Approach 3: Use QEMU’s system emulation. In theory, this should allow you to use pthreads; in practice, the tests hung for me. The following May 9th post describes what to do: http://www.bennee.com/~alex/blog/2014/05/09/running-linux-in-qemus-aarch64-system-emulation-mode/. In short: git clone git://git.qemu.org/qemu.git qemu.git && cd qemu.git && ./configure --target-list=aarch64-softmmu && make, then

./aarch64-softmmu/qemu-system-aarch64 -machine virt -cpu cortex-a57 -machine type=virt -nographic -smp 1 -m 2048 -kernel aarch64-linux-3.15rc2-buildroot.img  --append "console=ttyAMA0" -fsdev local,id=r,path=$a64root,security_model=none -device virtio-9p-device,fsdev=r,mount_tag=r

Then, under the buildroot system, log in as root (no password), and type mkdir /mnt/core && mount -t 9p -o trans=virtio r /mnt/core. At this point, you can run chroot /mnt/core /bin/bash, and follow the approach 1 instructions from useradd onwards, except that ./configure without –disable-pthreads should theoretically work. On my system, ./configure takes a bit over 5 minutes with this approach. Running make is quite slow; time make took 113 minutes. Do not use -j – you are limited to a single core, so -j would slow compilation down slightly. However, make fate consistently hung on acodec-pcm-alaw, and I have not yet figured out why.


 

Things not to do:

  • Use a rootfs from a year ago; I am yet to try one that is not broken, and some come with fun bonuses like infinite file system loops.
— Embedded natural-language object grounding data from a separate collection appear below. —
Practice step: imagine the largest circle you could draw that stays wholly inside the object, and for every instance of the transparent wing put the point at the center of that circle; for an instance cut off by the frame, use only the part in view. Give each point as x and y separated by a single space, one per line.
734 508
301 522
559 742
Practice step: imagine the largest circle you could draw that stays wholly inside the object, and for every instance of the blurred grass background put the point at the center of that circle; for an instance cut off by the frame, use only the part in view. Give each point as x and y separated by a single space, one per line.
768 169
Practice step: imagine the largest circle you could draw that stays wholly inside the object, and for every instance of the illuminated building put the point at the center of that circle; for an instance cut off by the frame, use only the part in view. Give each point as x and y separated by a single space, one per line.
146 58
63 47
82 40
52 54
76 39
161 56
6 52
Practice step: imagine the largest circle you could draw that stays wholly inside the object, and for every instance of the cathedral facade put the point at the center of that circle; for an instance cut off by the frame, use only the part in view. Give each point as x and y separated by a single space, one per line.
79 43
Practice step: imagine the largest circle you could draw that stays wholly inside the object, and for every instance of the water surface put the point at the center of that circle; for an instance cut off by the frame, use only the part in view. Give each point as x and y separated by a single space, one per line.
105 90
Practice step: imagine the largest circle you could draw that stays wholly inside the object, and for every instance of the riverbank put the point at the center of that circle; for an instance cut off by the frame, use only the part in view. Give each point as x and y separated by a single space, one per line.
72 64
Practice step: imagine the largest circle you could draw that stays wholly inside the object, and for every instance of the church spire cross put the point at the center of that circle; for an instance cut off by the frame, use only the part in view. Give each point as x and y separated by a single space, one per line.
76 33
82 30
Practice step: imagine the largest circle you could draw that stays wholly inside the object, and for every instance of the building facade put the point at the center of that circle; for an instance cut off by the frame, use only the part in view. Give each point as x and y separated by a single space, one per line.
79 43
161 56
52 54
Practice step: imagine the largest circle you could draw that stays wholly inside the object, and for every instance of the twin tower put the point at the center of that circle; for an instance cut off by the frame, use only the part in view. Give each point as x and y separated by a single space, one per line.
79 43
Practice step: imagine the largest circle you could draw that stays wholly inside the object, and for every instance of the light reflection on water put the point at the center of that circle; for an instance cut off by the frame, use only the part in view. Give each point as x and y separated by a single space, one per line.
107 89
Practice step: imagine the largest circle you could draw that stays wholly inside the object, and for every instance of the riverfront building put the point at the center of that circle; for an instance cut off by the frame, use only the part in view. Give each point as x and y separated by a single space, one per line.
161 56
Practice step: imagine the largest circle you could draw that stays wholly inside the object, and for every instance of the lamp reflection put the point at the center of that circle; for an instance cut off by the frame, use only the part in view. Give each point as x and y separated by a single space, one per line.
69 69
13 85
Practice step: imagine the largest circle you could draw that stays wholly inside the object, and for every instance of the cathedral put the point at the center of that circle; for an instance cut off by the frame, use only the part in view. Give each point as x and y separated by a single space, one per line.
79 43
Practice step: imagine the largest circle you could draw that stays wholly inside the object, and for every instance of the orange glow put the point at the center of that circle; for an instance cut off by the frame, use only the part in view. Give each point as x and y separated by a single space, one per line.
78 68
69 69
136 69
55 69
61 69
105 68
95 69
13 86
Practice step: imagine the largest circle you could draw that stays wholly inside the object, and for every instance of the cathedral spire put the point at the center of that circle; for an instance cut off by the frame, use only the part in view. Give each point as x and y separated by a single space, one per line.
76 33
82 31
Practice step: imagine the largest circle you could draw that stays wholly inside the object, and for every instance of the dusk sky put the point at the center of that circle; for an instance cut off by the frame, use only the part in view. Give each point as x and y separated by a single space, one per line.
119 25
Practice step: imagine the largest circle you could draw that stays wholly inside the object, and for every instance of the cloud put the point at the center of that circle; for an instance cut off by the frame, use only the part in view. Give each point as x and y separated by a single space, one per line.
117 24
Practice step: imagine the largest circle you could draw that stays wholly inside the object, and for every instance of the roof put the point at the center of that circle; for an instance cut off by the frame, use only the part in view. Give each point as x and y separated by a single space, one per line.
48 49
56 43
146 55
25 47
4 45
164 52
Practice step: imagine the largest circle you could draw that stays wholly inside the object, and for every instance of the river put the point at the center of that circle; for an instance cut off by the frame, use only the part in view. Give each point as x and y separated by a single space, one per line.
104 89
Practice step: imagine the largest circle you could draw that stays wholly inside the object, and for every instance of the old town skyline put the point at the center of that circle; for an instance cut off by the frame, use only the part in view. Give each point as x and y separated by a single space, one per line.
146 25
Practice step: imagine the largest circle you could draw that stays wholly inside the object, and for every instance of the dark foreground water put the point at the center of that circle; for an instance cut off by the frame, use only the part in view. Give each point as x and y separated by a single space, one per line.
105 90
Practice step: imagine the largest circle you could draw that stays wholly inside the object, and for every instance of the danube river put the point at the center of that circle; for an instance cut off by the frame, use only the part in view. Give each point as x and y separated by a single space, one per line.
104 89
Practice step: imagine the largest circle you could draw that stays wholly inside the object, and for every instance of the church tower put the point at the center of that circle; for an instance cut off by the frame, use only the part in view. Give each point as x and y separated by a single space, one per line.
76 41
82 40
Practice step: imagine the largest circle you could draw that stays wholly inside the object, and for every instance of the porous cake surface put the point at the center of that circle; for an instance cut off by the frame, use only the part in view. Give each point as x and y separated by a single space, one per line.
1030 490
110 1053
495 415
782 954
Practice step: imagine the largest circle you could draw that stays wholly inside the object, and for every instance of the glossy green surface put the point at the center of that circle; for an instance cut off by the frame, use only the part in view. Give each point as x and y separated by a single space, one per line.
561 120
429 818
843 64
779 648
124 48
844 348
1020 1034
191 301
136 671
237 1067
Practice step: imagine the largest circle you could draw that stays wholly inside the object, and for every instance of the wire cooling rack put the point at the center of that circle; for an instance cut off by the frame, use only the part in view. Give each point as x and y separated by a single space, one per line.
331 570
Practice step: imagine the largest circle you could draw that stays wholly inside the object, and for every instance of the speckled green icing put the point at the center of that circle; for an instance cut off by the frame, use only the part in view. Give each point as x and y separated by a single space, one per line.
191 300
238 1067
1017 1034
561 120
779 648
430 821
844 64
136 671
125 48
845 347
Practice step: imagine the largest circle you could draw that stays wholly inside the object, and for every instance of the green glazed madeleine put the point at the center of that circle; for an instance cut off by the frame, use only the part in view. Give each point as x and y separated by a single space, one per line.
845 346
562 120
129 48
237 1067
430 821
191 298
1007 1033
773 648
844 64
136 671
These cost me well over a dozen hours.
  • Compile SUSE’s QEMU; qemu-system is bleeding-edge enough that you need to compile it from upstream, but SUSE’s patches have long been merged into the normal QEMU upstream. Unless you want qemu-system, you do not need to compile QEMU at all under Ubuntu 14.04.
  • Leave the environment variables in this tutorial unset in a new shell and wonder why things do not work.

 


Leave a comment

Getting into Libav’s OPW program: initial contributions

Applying to OPW requires an initial contribution. The Libav IRC channel suggested porting the asettb filter from FFmpeg, so I did (version 5 of the patch was merged upstream, in two parts: a rename patch and a content patch; the FFmpeg author was credited as author for the latter, while I did a signed-off-by). I also contributed a 3000+ line documentation patch, standardizing the libavfilter documentation and removing numerous English errors, and triaged a few bugs, git bisecting the one that was reproducible.